We all know homophobia is a big issue in the world at the moment and no matter what your stance on the matter, people should be accepted for who they are.
Sadly, majority of the time that’s not the case. It’s one thing to be looked and talked down to by strangers, but what happens when people who are supposed to be your friends do that to you?
That is the case with Ashley Cadwallader from a band named Smalls. Last night, Cadwaller quit the band after the homophobia within the group reached an all time high with members accusing her or being a “poser” and that she was riding the coattails of the latest trend of “being gay is cool.”
Oh yeah, did we also mention one of the members throwing insults is her ex-boyfriend?

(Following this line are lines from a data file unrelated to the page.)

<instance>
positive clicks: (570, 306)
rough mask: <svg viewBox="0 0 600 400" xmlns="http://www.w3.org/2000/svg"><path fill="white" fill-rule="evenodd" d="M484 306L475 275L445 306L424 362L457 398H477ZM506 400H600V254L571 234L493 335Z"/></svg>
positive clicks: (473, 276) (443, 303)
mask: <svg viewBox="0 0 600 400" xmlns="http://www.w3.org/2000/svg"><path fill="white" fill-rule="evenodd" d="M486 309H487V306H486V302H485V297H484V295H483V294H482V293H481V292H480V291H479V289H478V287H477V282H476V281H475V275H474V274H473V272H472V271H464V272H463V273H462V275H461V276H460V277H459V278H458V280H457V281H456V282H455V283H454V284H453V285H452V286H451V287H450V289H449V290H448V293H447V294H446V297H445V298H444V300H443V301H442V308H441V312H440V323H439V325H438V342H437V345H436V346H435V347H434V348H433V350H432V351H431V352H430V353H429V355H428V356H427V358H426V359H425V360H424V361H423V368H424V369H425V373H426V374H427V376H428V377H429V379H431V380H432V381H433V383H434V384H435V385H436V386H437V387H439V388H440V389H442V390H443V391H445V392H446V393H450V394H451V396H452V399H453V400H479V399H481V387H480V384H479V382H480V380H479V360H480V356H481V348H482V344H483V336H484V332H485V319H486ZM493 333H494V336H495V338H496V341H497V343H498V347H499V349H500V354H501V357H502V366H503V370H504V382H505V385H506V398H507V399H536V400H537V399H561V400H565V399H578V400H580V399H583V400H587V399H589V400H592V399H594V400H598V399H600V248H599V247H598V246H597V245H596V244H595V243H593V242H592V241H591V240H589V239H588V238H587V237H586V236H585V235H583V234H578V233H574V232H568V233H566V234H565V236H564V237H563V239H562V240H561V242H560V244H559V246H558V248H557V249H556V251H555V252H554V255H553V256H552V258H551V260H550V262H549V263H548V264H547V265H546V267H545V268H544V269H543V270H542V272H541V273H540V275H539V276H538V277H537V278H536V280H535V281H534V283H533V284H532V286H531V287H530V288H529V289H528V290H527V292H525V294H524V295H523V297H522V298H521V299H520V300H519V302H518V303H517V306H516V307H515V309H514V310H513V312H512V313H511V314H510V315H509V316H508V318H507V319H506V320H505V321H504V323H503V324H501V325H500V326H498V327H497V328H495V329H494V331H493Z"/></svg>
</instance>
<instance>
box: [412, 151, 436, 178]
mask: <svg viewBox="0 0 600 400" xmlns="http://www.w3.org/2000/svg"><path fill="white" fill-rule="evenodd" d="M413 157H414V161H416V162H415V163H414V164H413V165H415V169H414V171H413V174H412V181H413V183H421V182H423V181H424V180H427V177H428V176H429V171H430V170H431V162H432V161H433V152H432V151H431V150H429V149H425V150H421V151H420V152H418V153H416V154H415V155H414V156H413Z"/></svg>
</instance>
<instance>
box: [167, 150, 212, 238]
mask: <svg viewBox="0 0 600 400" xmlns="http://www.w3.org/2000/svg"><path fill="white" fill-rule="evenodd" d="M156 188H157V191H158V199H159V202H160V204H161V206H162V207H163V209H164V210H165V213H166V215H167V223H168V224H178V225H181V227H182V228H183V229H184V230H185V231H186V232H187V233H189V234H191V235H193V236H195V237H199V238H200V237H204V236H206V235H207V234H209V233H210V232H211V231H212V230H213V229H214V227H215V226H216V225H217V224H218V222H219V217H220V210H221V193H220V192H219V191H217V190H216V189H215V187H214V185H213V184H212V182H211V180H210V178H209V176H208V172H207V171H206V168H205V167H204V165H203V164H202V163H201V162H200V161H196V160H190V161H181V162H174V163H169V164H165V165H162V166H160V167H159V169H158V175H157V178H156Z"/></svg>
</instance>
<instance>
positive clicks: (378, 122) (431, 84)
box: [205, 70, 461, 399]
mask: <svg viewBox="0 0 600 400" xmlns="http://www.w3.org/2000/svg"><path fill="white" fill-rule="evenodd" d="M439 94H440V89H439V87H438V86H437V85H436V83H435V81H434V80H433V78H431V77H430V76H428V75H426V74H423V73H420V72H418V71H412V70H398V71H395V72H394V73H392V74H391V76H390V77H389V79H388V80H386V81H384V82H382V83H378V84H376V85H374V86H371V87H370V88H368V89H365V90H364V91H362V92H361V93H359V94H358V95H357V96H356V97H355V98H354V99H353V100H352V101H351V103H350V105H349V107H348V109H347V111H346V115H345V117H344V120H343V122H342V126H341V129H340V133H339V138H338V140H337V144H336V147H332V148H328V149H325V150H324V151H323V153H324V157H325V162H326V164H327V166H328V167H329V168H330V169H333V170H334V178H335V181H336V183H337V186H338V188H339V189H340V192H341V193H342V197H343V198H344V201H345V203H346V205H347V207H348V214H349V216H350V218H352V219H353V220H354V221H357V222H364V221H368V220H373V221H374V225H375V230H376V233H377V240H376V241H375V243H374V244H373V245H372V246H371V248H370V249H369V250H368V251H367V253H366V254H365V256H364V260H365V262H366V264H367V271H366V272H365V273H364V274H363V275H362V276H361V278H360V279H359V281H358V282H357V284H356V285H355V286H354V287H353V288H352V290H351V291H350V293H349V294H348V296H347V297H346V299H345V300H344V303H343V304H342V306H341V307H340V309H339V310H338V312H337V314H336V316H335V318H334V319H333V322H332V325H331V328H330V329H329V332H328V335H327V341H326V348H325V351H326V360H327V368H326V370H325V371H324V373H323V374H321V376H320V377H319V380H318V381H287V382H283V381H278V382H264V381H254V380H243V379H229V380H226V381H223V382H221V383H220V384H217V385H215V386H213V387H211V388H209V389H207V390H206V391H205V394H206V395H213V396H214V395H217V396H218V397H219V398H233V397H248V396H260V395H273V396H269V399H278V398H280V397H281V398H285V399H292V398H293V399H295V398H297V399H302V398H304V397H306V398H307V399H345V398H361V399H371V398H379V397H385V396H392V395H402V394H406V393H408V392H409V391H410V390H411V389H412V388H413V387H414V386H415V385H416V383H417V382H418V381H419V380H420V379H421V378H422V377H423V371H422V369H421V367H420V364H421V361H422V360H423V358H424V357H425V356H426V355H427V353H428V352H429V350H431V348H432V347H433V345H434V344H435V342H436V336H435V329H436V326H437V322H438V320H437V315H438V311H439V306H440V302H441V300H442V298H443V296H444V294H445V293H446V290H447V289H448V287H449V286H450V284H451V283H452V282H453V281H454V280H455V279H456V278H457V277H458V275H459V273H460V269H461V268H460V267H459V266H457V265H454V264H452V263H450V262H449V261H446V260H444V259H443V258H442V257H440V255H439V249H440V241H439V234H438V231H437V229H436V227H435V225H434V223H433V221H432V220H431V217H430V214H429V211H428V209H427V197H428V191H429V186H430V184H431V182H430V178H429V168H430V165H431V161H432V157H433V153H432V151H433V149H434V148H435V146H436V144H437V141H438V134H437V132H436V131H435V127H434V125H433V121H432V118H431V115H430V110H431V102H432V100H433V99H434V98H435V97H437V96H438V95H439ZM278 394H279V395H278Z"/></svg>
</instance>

Check out the full statement from someone close to the situation below.
As it has come out, my best friend, Ashley Cadwallader has quit her band Smalls tonight after her Long Island show.
Ashley has talked to me the past two months about this tour, often worried that things wouldn’t go as well as she’d hope after her coming out as gay to her friends, family, and bandmates. One bandmate being her ex. At points she was done, she was going to get up and quit the band because she just couldn’t do it because she was so upset at how her ex was treating her after the break up because he just couldn’t believe she was gay. I told her many times that things would be okay, that she has an amazing opportunity getting to do this tour with two really great and talented bands, and that she should try and stick it out. Ashley took my advice and went on the tour and has toughed it out the past two and a half weeks across the US.
All this made me question the advice I had given my friend. I would often get frantic phone calls in the middle of the night with her on the other end saying she was done, but I continued to tell her to keep going at least until she got out East.
Lots of people, even today, have to shelter the fact that they are gay. Often times by making themselves be in unhappy relationships in order to not lose the people close to them. It’s an incredibly hard step for many and to be told you’re not really gay and just confused is a huge slap in the face of the person that has come out. The same argument that is often used by religious fundamentalists is what was used against Ashley. Being told that you’re just confused about being gay just so someone can keep you around for their own selfish reasons is completely wrong. Even one of Ashley’s bandmates called Ashley’s current girlfriend an “experiment” as well as calling two non-heterosexuals in my band “poser gay.”
If you planned on going to one of the last dates of the current tour, please still do so as our good, good friends in On My Honor (who are one of my favorite pop punk bands and all around amazing musicians) are still playing and could use the support.